Re: Backup problem using "cp"
- Date: Mon, 7 May 2018 06:31:16 -0500
- From: Richard Owlett <rowlett@xxxxxxxxxxx>
- Subject: Re: Backup problem using "cp"
On 05/06/2018 10:11 AM, Thomas Schmitt wrote:
Richard Owlett wrote:
Thought I was doing that by specifying -x.
Either cp -x has a bug or the target directory is not in a different
filesystem than "/" and not a mount point of such a filesystem.
Check the device numbers of "/" and "/media/richard/MISC...".
E.g. like this
$ stat / | fgrep Device
Device: 803h/2051d Inode: 2 Links: 25
$ stat /bkp | fgrep Device
Device: 814h/2068d Inode: 2 Links: 7
Here "/bkp" has a different device number (2068) than "/" (2051).
So it (its inode, to be exacting) is in a different filesystem.
As contrast see a directory in the same filesystem as "/":
$ stat /home | fgrep Device
Device: 803h/2051d Inode: 2228225 Links: 60
richard@debian-jan13:~$ stat / | fgrep Device
Device: 80eh/2062d Inode: 2 Links: 22
richard@debian-jan13:~$ stat /media | fgrep Device
Device: 80eh/2062d Inode: 131073 Links: 5
I gather that "cp" is then an inappropriate tool.
"tar" is inappropriate for my preferences - I was attempting to use "cp"
as there would be multiple files &/or directories as input *and* output.
I suspect long term I want "rsync" [ *MUCH* reading to do! ]
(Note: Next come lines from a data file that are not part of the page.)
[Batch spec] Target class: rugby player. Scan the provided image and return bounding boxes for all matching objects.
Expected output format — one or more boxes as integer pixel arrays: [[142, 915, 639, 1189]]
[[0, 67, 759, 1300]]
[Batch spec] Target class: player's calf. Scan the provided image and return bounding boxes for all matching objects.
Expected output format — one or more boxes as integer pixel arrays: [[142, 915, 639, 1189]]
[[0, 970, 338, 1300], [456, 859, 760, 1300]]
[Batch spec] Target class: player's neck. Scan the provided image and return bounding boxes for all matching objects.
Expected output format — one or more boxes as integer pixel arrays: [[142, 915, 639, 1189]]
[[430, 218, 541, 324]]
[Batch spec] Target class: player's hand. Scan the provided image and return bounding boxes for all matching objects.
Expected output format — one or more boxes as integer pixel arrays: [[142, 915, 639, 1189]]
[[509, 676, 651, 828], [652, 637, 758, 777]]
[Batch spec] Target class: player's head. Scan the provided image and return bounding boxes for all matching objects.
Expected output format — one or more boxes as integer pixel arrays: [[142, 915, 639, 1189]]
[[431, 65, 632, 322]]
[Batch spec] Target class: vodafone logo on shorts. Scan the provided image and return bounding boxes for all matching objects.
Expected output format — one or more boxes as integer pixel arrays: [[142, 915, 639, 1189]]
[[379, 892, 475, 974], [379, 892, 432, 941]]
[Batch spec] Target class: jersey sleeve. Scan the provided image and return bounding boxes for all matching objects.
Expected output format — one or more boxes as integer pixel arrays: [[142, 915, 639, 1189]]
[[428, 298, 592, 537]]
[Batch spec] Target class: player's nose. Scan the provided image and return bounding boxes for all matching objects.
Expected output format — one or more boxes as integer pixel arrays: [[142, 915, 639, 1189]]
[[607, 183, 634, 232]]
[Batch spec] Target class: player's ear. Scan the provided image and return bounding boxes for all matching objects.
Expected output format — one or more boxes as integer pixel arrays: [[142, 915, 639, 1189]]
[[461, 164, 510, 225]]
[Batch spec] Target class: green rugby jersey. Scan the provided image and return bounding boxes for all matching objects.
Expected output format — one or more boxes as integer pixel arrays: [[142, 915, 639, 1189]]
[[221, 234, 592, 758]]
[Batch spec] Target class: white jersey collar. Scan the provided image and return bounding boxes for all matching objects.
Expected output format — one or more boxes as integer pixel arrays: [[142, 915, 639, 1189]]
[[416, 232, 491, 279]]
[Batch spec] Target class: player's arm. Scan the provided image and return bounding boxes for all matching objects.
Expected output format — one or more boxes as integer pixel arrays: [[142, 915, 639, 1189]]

Any way to accomplish that without explicitly listing all directories except
If it is indeed a bug with cp -x, then you could use some archiver like
"tar" which has options to exclude a file.
> Get inspiration from googling "tar pipe for copying".
Although I wish to avoid "tar", I did get inspiration for a brute force
method - I'll try it first before commenting.